Why You Should Enable S3 Block Public Access

3 minute read

Amazon S3 enables you to accidentally share confidential information with the world. The potential impact of misconfiguration justifies implementing controls made available by AWS in November 2018.

Numerous data breaches due to misconfigured AWS Buckets have been reported in recent times and free tools have been released that can be used to scan for them. Even AWS staff have made their buckets world readable by mistake.

S3 Block Public Access allows you to prevent configuration of S3 Buckets and the objects within them from being accessible to the whole world.

It still allows you to share objects with specified targets such as:

  • AWS Services
  • other AWS Accounts
  • specified IP address ranges

How we got here

Amazon S3 was the first AWS Service launched, way back in 2006. Users store file objects in Buckets and can control access to them through a variety of mechanisms, including:

  • Bucket ACLs
  • Object ACLs
  • Bucket Policies
  • IAM Polcies

Objects can be made accessable via:

  • Unauthenticated Web requests (via http/https)
  • AWS API calls (via AWS Web Console, AWSCLI, SDKs, etc)
  • BitTorrent

Confusion around the different methods for controlling access can lead to mistakes.
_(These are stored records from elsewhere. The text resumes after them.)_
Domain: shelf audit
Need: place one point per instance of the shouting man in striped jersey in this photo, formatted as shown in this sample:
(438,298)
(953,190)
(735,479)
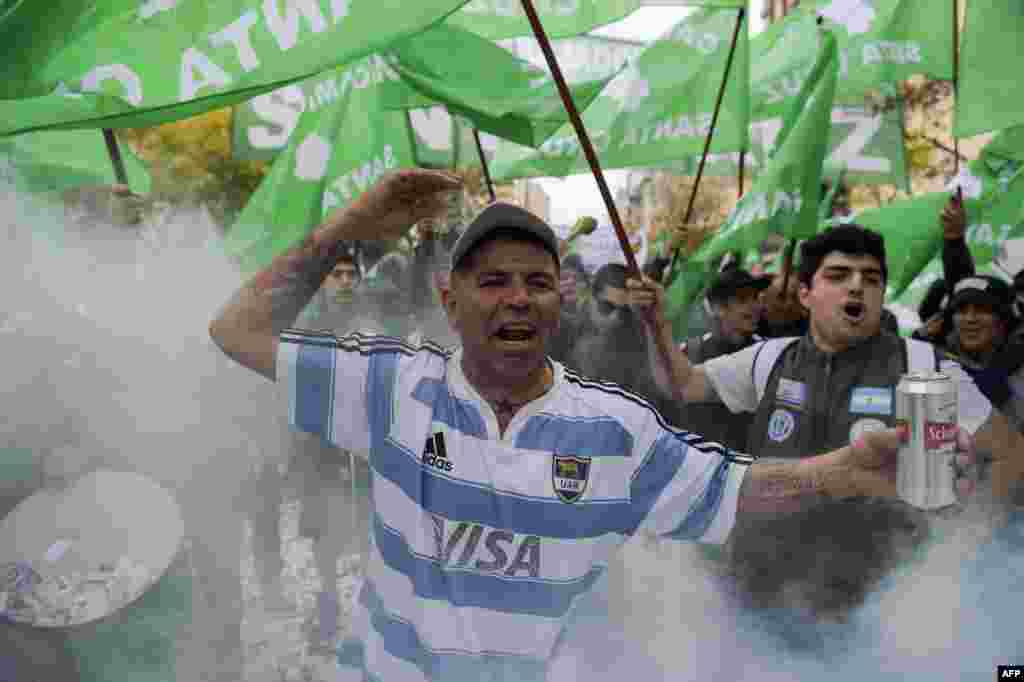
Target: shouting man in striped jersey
(502,482)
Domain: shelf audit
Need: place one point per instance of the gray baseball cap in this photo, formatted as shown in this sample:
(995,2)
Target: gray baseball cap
(498,216)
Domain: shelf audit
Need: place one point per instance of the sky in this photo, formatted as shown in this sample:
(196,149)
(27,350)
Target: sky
(578,195)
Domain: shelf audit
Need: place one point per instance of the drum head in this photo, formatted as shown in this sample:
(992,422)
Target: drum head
(77,555)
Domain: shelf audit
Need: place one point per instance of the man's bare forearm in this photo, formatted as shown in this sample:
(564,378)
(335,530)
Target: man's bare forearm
(676,368)
(248,326)
(998,439)
(777,487)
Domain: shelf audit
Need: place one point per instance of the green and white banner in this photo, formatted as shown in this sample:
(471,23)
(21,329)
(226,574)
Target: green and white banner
(134,64)
(496,91)
(487,85)
(498,19)
(881,42)
(991,68)
(53,161)
(993,197)
(657,110)
(865,144)
(335,154)
(784,198)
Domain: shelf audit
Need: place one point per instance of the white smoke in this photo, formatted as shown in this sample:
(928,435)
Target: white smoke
(109,363)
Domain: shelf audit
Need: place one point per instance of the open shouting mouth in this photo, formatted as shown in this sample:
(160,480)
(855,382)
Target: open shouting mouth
(516,335)
(854,312)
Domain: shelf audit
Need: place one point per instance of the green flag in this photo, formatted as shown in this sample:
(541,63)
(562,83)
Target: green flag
(499,19)
(784,198)
(992,187)
(137,64)
(911,231)
(865,143)
(53,161)
(335,154)
(993,194)
(658,109)
(991,62)
(881,42)
(497,91)
(262,126)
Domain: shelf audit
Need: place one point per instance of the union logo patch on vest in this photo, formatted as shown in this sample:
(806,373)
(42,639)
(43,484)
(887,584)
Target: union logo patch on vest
(569,476)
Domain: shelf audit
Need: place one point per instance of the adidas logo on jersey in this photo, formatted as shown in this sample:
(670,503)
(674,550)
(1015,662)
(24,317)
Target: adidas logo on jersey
(434,454)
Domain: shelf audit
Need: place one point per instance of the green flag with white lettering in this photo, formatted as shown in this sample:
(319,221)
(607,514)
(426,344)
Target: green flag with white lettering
(499,19)
(53,161)
(335,154)
(991,68)
(784,198)
(138,62)
(881,42)
(992,186)
(658,109)
(865,143)
(911,231)
(498,92)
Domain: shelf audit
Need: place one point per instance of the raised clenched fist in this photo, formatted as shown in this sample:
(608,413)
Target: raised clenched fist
(399,200)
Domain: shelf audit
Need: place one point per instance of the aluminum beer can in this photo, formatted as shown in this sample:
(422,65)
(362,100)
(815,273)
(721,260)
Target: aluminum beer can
(926,403)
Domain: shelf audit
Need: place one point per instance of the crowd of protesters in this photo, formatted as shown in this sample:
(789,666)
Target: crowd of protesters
(790,366)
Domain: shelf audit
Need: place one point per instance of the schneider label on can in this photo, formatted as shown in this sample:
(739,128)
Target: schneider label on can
(926,403)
Amazon’s “only recommended use case for the bucket ACL is to grant write permission to the Amazon S3 Log Delivery group to write access log objects to your bucket, yet Bucket ACLs still make it easy to make the Bucket world readable (and even writable!).

Detecting Publicly Accessible Buckets

AWS Trusted Advisor’s S3 Bucket Permissions Check has been free since Feb 2018.

Business and Enterprise support customers can use these checks to enable automated actions via Trusted Advisor’s integration with CloudWatch Events.

Block S3 Public Access

In Nov 2018, AWS launched a new feature that allows you to control against Objects in S3 Buckets being made Public. It consists of four settings which can be applied at the Bucket or Account level. Applying at a Bucket level may enable the rules to be overridden.

Objects intended to be shared publicly (e.g. static websites) can have a Bucket Policy with configured to grant read access to a CloudFront Origin Access Identity.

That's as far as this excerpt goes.